Ses œuvres les plus récentes engagent une réflexion sur les archives, qu'elle déconstruit à travers une approche décoloniale, plaçant le vivant au centre de son propos. Magema interroge la place des images coloniales, emprisonnées dans les récits historiques dominants, en utilisant le dessin comme vecteur de leur libération. Ce processus s’inscrit dans une remise en question profonde des narrations visuelles coloniales, offrant ainsi une nouvelle lecture des images captives.
Anna Jane McIntyre
Anna Jane McIntyre est une artiste multidisciplinaire qui vit et travaille à Montréal, dont la pratique allie gravure, narration, archivage, sculpture cinétique et microactivisme. Son travail explore la manière dont les individus perçoivent, créent et expriment leurs notions de soi et d’appartenance à travers leurs comportements et leurs repères visuels. Les projets de McIntyre prennent tantôt la forme d’émojis géants, de tables de baby-foot féministes, d’ateliers communautaires, tantôt d’installations forestières, de paysages sonores, de films, d'animations ou de portraits en hommage aux oubliés. Les œuvres de McIntyre ont été exposées au Canada, aux États-Unis, au Brésil, en Afrique du Sud, en Europe et au Royaume-Uni.
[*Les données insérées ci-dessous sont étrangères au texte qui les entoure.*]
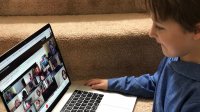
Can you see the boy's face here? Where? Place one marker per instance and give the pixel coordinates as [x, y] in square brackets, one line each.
[174, 40]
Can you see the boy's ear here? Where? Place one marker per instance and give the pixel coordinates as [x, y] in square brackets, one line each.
[197, 32]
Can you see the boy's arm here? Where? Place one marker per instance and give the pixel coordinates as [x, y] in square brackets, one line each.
[143, 86]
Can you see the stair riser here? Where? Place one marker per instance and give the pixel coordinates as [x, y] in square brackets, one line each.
[69, 7]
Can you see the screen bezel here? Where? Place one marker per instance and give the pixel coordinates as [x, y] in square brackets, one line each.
[21, 44]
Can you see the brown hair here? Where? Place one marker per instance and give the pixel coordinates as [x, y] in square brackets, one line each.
[184, 12]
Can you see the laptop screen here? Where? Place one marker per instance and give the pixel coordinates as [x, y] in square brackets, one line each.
[33, 76]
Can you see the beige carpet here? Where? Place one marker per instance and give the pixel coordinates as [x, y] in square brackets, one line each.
[92, 45]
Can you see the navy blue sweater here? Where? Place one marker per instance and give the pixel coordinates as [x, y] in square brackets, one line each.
[175, 86]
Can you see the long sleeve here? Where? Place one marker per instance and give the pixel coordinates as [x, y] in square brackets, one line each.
[143, 86]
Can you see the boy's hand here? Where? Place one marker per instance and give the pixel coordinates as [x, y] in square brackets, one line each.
[101, 84]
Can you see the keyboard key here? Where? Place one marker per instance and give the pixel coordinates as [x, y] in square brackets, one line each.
[82, 101]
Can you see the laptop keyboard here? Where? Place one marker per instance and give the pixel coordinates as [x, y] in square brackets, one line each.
[82, 101]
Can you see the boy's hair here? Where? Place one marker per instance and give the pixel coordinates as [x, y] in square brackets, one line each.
[184, 12]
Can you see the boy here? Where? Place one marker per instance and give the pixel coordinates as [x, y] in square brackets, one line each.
[175, 86]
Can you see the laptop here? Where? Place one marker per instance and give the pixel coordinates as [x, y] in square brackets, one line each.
[34, 78]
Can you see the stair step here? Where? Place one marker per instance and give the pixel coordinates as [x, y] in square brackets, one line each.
[68, 7]
[92, 45]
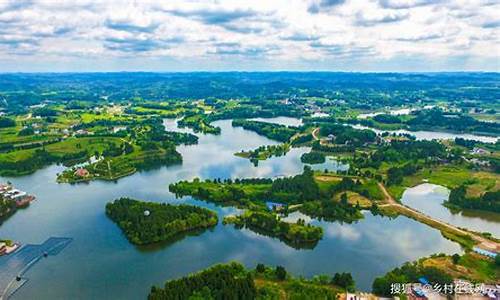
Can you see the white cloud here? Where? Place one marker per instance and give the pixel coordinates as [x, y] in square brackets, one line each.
[282, 34]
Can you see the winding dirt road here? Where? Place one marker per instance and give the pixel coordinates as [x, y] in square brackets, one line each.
[482, 242]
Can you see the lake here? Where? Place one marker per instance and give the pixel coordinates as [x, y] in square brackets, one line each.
[428, 198]
[434, 135]
[101, 264]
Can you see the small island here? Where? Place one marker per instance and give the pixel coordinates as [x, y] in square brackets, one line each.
[270, 224]
[264, 152]
[312, 158]
[149, 222]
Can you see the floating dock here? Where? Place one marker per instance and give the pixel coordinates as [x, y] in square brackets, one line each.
[14, 265]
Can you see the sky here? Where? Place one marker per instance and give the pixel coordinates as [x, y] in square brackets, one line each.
[305, 35]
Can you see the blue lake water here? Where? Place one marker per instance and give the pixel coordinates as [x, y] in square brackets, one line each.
[101, 264]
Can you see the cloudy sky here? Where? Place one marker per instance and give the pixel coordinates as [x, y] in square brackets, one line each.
[170, 35]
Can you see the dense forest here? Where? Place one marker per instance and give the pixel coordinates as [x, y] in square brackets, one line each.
[280, 133]
[230, 281]
[269, 223]
[233, 281]
[312, 157]
[149, 222]
[489, 201]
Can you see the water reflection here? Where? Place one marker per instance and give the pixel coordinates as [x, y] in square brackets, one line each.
[434, 135]
[101, 264]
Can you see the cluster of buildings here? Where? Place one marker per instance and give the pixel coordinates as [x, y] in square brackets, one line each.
[9, 193]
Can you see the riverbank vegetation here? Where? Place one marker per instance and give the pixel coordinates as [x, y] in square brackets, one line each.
[435, 119]
[277, 132]
[312, 158]
[264, 152]
[270, 224]
[320, 195]
[234, 281]
[150, 222]
[110, 143]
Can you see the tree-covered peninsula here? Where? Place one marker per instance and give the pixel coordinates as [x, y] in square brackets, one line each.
[318, 195]
[234, 281]
[150, 222]
[270, 224]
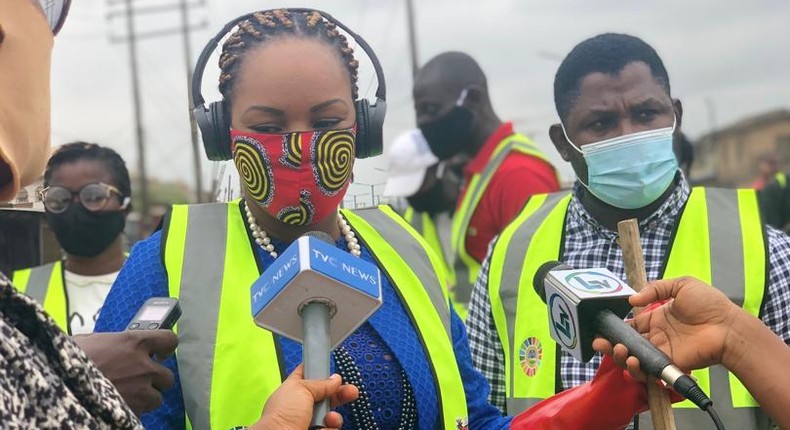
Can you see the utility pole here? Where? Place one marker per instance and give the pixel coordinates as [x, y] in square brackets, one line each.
[132, 38]
[412, 37]
[138, 122]
[196, 153]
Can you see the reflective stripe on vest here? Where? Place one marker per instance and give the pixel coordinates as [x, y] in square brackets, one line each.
[514, 261]
[44, 284]
[217, 335]
[228, 366]
[466, 267]
[719, 239]
[425, 227]
[416, 273]
[781, 179]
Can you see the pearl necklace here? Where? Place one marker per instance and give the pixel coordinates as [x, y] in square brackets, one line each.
[263, 240]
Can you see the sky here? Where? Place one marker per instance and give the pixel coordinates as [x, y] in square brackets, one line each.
[726, 59]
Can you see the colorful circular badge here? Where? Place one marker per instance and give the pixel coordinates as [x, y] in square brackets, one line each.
[530, 355]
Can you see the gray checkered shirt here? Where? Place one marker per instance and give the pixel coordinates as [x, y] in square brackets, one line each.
[589, 244]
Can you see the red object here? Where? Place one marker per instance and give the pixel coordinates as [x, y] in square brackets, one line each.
[608, 402]
[298, 178]
[518, 177]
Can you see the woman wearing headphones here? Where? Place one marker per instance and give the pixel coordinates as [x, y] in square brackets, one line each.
[290, 120]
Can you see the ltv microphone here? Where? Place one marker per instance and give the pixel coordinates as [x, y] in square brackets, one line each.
[584, 303]
[316, 294]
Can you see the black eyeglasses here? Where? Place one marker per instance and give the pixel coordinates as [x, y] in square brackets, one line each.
[94, 197]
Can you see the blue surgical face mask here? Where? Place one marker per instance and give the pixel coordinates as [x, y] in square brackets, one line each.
[631, 171]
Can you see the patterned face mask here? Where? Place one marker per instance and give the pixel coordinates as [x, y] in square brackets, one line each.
[299, 178]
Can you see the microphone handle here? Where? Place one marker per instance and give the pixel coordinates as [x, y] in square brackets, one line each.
[315, 352]
[615, 330]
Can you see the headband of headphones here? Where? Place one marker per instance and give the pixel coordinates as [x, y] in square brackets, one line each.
[200, 67]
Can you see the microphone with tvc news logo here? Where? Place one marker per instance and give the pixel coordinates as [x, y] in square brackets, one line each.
[584, 303]
[316, 294]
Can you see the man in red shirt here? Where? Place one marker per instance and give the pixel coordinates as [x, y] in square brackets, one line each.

Jean-Marc Superville Sovak
Jean-Marc Superville Sovak est un artiste multidisciplinaire qui cherche à manifester les récits de la colonisation et l’esclavage effacés de la mémoire collective. Sa pratique comprend la réalisation de plusieurs œuvres d’art publique, la production d'un opéra « There Are NO Black Shakers » et une série de détournements de gravures paysagistes du XIXème siècle intitulée « a-Historical Landscapes ». Diplômé d’un bac en arts visuels de l’Université Concordia et d’une maîtrise en arts visuels de Bard College, Jean-Marc a bénéficié de plusieurs bourses de création dont le Support for Artists Grant du New York State Council on the Arts.
Aida Vosoughi
Aida Vosoughi explore le paysage et ses transformations dans une perspective historique. Ses recherches récentes s’intéressent à la frontière comme agent de création de nouveaux paysages, notamment à travers sa relation aux mouvements migratoires. Bien qu’elle examine la frontière dans toute sa complexité, ses travaux actuels se concentrent sur les frontières géopolitiques modernes. Les frontières ne sont pas de simples lignes séparant des territoires : elles sont des interfaces de pouvoir qui reconfigurent les vies, les corps et les récits de ceux qu’elles circonscrivent. Portés par un langage métaphorique et poétique, ses projets prennent la forme d’installations, de peintures, de sculptures et de vidéos.
Stanley Wany
Stanley Wany est un artiste multidisciplinaire dont le travail consiste à revisiter les archives coloniales et historiques dans le but d'extirper l'histoire de ses ancêtres afrodescendants. Il commence son exploration comme éditeur et créateur de romans graphiques expérimentaux qui explore la non-linéarité de la narration et de l'inconscient. Après une résidence en Finlande, il fait le saut en arts visuels, poursuivant sa recherche en incorporant cette fois l’historicité des narratifs présents dans la culture populaire. Par le dessin, la peinture, l’installation et les romans graphiques expérimentaux, il approfondit ses réflexions sur la culture populaire, les mythes et le subconscient en relation avec l’expérience des personnes afro-descendantes dans la société occidentale.